Quote:
Originally Posted by gg4u
oh thank you Willus,
keeping eng.file only will free up some space on disk.
Would you suggest hpw to make best use of k2pdfopt ?
I'd like to reflow a pdf - of scanned images - in a epub containins figures, and chapters.
k2pdfopt seems to detect where images are, I processed the original pdf into OCRed version, and characters are blurred.
I tried to make comparison by using ghostscript and tesseract:
from pdf to tiff, from tiff to txt.
Here, results where quite good but I miss all the figures and markup for chapters.
As final result for written text, I would like to have epub or mobi (sharp rendering of chars) , not pdf , but yet with the figures - and TOC .
Maybe is there another file but txt, that tessearct export to and that will keep images (RTF)?
I could eventually manually mark the TOC - which is correct markup?
What kind of steps should I take to convert pdf in epub containing images and markup ?

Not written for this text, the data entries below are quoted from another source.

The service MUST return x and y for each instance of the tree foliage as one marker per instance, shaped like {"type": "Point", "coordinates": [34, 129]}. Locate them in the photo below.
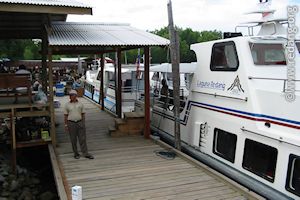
{"type": "Point", "coordinates": [20, 49]}
{"type": "Point", "coordinates": [187, 37]}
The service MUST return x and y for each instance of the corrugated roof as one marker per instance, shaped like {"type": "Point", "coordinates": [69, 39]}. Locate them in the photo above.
{"type": "Point", "coordinates": [64, 3]}
{"type": "Point", "coordinates": [100, 34]}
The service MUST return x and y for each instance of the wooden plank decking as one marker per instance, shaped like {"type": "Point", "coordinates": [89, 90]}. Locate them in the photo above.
{"type": "Point", "coordinates": [128, 168]}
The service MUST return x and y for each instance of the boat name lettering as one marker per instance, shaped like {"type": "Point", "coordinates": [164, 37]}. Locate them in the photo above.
{"type": "Point", "coordinates": [211, 85]}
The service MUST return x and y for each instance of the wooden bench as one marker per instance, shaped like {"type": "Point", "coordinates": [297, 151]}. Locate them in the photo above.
{"type": "Point", "coordinates": [10, 82]}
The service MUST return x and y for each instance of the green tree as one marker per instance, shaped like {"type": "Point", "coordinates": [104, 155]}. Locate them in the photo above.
{"type": "Point", "coordinates": [20, 49]}
{"type": "Point", "coordinates": [187, 37]}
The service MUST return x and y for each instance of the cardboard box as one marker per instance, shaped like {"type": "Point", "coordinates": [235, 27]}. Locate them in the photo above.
{"type": "Point", "coordinates": [76, 192]}
{"type": "Point", "coordinates": [80, 92]}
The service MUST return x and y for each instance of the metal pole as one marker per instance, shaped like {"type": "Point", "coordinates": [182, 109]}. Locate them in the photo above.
{"type": "Point", "coordinates": [102, 82]}
{"type": "Point", "coordinates": [147, 92]}
{"type": "Point", "coordinates": [174, 50]}
{"type": "Point", "coordinates": [119, 85]}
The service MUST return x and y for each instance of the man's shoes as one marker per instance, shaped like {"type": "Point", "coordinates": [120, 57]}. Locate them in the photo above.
{"type": "Point", "coordinates": [76, 156]}
{"type": "Point", "coordinates": [89, 156]}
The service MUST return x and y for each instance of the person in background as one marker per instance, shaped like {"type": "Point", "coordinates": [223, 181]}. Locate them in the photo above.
{"type": "Point", "coordinates": [22, 70]}
{"type": "Point", "coordinates": [164, 92]}
{"type": "Point", "coordinates": [74, 118]}
{"type": "Point", "coordinates": [77, 83]}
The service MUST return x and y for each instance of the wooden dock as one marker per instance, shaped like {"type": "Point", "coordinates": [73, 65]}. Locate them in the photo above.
{"type": "Point", "coordinates": [128, 168]}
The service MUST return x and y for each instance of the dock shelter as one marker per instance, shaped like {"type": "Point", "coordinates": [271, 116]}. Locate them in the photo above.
{"type": "Point", "coordinates": [100, 38]}
{"type": "Point", "coordinates": [28, 19]}
{"type": "Point", "coordinates": [46, 20]}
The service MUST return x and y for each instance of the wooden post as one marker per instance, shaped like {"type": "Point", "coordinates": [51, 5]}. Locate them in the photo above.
{"type": "Point", "coordinates": [147, 92]}
{"type": "Point", "coordinates": [14, 141]}
{"type": "Point", "coordinates": [102, 81]}
{"type": "Point", "coordinates": [119, 85]}
{"type": "Point", "coordinates": [44, 77]}
{"type": "Point", "coordinates": [175, 72]}
{"type": "Point", "coordinates": [51, 101]}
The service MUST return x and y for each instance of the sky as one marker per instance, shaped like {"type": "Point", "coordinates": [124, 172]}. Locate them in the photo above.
{"type": "Point", "coordinates": [199, 15]}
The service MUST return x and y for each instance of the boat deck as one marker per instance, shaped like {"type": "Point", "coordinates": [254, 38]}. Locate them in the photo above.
{"type": "Point", "coordinates": [128, 167]}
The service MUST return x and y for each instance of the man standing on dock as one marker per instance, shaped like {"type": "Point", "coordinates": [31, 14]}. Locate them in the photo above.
{"type": "Point", "coordinates": [74, 118]}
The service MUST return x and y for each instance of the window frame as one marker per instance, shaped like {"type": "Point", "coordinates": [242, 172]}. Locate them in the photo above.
{"type": "Point", "coordinates": [215, 142]}
{"type": "Point", "coordinates": [289, 174]}
{"type": "Point", "coordinates": [213, 67]}
{"type": "Point", "coordinates": [262, 51]}
{"type": "Point", "coordinates": [258, 173]}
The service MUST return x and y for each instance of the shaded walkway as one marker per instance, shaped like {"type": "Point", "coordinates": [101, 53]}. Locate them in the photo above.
{"type": "Point", "coordinates": [128, 168]}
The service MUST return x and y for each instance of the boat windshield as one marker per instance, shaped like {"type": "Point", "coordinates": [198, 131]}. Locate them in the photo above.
{"type": "Point", "coordinates": [267, 54]}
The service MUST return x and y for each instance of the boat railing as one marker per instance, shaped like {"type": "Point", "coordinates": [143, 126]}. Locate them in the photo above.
{"type": "Point", "coordinates": [168, 102]}
{"type": "Point", "coordinates": [250, 28]}
{"type": "Point", "coordinates": [277, 79]}
{"type": "Point", "coordinates": [126, 89]}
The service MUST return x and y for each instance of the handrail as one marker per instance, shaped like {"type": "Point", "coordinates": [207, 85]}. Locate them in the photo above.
{"type": "Point", "coordinates": [218, 95]}
{"type": "Point", "coordinates": [272, 79]}
{"type": "Point", "coordinates": [276, 79]}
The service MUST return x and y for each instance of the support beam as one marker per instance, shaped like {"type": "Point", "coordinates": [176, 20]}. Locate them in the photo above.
{"type": "Point", "coordinates": [119, 86]}
{"type": "Point", "coordinates": [147, 92]}
{"type": "Point", "coordinates": [14, 140]}
{"type": "Point", "coordinates": [44, 77]}
{"type": "Point", "coordinates": [102, 81]}
{"type": "Point", "coordinates": [51, 101]}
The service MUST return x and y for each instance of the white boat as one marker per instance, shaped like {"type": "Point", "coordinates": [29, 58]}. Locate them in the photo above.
{"type": "Point", "coordinates": [164, 71]}
{"type": "Point", "coordinates": [239, 117]}
{"type": "Point", "coordinates": [132, 86]}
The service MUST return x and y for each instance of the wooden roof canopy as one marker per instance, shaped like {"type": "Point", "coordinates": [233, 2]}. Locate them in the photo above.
{"type": "Point", "coordinates": [28, 19]}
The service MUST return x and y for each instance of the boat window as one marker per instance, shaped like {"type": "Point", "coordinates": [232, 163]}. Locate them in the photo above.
{"type": "Point", "coordinates": [169, 76]}
{"type": "Point", "coordinates": [99, 76]}
{"type": "Point", "coordinates": [293, 175]}
{"type": "Point", "coordinates": [224, 57]}
{"type": "Point", "coordinates": [224, 144]}
{"type": "Point", "coordinates": [260, 159]}
{"type": "Point", "coordinates": [267, 54]}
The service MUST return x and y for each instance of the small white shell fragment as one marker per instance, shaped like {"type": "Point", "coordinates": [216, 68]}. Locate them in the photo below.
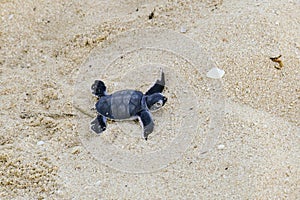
{"type": "Point", "coordinates": [215, 73]}
{"type": "Point", "coordinates": [182, 29]}
{"type": "Point", "coordinates": [39, 143]}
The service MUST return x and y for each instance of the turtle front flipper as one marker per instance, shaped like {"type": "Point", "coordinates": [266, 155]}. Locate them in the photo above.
{"type": "Point", "coordinates": [147, 123]}
{"type": "Point", "coordinates": [98, 88]}
{"type": "Point", "coordinates": [159, 85]}
{"type": "Point", "coordinates": [98, 125]}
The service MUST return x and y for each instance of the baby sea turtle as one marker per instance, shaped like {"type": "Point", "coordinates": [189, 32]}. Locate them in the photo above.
{"type": "Point", "coordinates": [128, 104]}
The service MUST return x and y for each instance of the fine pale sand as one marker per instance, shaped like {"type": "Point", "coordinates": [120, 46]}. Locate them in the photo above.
{"type": "Point", "coordinates": [247, 123]}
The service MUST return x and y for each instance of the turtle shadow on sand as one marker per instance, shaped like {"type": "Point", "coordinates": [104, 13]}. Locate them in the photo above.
{"type": "Point", "coordinates": [128, 105]}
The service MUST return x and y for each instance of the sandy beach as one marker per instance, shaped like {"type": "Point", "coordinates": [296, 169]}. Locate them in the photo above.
{"type": "Point", "coordinates": [231, 138]}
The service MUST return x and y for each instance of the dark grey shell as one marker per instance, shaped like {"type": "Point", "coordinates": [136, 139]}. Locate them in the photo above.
{"type": "Point", "coordinates": [123, 104]}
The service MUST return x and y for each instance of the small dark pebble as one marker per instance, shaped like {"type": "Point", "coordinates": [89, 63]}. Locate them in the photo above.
{"type": "Point", "coordinates": [151, 15]}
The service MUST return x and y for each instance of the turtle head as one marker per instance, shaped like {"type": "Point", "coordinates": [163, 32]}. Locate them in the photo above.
{"type": "Point", "coordinates": [155, 101]}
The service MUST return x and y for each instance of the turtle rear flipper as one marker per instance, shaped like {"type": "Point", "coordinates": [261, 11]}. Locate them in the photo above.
{"type": "Point", "coordinates": [98, 88]}
{"type": "Point", "coordinates": [98, 125]}
{"type": "Point", "coordinates": [147, 123]}
{"type": "Point", "coordinates": [159, 85]}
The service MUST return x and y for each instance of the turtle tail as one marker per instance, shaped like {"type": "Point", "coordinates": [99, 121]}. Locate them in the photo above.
{"type": "Point", "coordinates": [98, 88]}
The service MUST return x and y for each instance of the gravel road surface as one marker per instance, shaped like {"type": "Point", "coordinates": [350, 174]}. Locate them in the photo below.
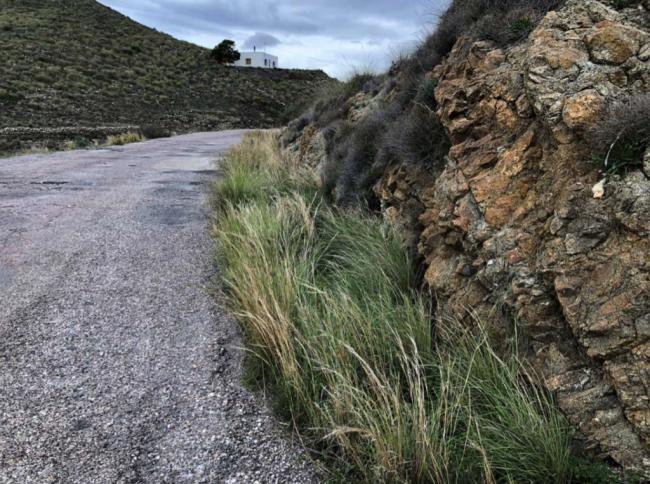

I also shared this thread https://www.mobileread.com/forums/sh...d.php?t=312652
Can I also ask you how you approached the problem to be able detect figures in PDF - interested in problem solving 
|
I've collected together my ideas on converting PDFs onto a
web page that I've had up for a while. No magic solution, other than maybe trying MS Word if you have access to it. I don't really detect figures--just places where I don't see gaps that would occur between normal rows of text. If I don't find a gap for more than a given span (~1.5 inches), I consider that a figure. Very simplistic.